MORE ON THE WRITING OF BAPTISTS, BIBLES, BOURBON, BARN.
From Cave-in Rock, Illinois, where pirates once played havoc with shipping along the Ohio River, one can look across to the rivers south bank in Western Kentucky. There, in the early 1830s, Tapley Howerton, the authors greatgreat-grandfather plunked his family on land along Crooked Creek in what was then Livingston (now Crittenden) County. It was a bum decision. He was soon to suffer a tragic and unexpected fate. It had the effect of trapping his descendents in an economic and cultural backwater, dominated by religious fundamentalists, for several generations.
Almost one hundred years later, Allan Wilford Howerton, Tapleys great-great-grandson, was born on a tenant farm not far away in the Tradewater River bottoms of Crittenden County. Not knowing of Tapley until much later in life, he would research his past and produce what eventually became Baptists, Bibles, and Bourbon in the Barn. It is the authors early-life story and a tale of Tapley and his legacy.

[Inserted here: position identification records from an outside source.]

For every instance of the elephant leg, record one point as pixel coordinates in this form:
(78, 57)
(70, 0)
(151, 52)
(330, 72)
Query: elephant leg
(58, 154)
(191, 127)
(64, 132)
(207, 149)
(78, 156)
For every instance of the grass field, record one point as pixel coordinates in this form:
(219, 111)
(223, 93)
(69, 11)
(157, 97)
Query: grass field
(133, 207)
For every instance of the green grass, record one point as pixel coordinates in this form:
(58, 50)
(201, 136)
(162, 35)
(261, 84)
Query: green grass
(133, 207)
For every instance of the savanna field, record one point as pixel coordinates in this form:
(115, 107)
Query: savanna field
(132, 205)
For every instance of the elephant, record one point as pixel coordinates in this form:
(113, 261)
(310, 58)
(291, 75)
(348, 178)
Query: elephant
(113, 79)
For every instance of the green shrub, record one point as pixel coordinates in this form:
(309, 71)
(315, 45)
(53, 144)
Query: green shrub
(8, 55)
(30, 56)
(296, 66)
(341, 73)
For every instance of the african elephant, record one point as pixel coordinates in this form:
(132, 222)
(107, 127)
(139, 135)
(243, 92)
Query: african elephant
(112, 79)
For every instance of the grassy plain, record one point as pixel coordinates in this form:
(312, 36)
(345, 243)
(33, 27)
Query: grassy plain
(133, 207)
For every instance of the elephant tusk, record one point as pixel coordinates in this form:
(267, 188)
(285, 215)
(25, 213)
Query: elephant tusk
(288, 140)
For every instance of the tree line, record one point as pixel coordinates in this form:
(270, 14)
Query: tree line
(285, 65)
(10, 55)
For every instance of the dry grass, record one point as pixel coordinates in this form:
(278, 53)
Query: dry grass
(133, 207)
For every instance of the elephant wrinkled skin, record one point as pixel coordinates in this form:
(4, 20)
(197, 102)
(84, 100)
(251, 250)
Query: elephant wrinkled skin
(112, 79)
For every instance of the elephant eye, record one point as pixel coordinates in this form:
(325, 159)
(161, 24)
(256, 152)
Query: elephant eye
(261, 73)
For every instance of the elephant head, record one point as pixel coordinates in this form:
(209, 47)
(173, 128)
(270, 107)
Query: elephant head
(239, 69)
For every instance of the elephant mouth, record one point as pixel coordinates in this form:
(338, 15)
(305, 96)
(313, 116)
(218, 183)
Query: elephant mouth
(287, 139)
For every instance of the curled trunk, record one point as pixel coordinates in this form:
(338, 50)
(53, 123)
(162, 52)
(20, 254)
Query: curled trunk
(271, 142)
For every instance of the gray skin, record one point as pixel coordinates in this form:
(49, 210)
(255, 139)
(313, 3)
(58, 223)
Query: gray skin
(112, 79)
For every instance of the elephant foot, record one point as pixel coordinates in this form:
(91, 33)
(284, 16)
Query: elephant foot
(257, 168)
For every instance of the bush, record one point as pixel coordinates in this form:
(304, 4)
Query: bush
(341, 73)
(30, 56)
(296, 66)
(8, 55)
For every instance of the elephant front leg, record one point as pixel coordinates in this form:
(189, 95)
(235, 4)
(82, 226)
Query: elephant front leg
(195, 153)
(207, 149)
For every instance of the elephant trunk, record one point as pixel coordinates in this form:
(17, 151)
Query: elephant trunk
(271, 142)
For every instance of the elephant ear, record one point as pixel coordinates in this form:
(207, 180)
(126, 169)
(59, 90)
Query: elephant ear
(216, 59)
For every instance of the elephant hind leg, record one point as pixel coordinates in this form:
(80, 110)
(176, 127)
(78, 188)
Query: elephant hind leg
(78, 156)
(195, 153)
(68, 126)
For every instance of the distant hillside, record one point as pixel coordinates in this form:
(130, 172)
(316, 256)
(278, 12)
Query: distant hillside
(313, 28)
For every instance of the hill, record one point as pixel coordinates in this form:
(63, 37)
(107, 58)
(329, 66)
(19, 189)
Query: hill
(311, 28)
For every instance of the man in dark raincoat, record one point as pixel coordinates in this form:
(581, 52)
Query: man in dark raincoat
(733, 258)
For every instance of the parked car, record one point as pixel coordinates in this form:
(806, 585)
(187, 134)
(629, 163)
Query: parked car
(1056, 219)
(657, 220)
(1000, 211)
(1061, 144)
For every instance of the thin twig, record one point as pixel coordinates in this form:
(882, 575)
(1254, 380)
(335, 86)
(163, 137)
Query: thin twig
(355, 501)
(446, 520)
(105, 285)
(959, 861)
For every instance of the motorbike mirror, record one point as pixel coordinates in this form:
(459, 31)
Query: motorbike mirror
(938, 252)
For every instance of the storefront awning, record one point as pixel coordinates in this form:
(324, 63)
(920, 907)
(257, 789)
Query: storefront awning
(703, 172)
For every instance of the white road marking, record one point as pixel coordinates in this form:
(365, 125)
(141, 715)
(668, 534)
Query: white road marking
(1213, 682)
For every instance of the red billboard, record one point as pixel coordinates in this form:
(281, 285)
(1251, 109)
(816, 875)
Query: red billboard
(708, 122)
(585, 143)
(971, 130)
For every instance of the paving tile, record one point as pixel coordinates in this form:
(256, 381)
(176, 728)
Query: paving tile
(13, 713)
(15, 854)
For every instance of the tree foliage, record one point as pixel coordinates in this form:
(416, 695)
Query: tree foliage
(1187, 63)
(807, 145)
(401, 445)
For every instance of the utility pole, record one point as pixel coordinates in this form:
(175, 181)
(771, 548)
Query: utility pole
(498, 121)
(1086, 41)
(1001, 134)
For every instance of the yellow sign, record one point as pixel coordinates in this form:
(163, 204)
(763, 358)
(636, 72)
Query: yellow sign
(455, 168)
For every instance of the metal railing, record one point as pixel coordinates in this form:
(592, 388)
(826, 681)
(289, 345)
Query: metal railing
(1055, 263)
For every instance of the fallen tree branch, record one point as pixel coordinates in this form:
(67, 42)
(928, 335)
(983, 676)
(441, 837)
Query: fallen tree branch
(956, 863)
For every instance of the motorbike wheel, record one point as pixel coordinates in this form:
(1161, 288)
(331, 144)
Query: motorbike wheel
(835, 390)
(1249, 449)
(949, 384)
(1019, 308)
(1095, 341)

Allan Wilford Howerton, a Western Kentucky native, is a World War II infantry veteran and a retired federal civil servant. He is a graduate of the University of Denver (B.A. in international relations,1948; M.A.,1951) He also studied at Drexel University and Shrivenham American University, England. Following retirement, he worked in local politics and was a founder and general manager of a local cable television channel. He writes, Allan says, for the joy of remembering and to put off, as long as possible, the perils of forgetting. He and his wife, Joan, a registered nurse, live in Alexandria, Virginia.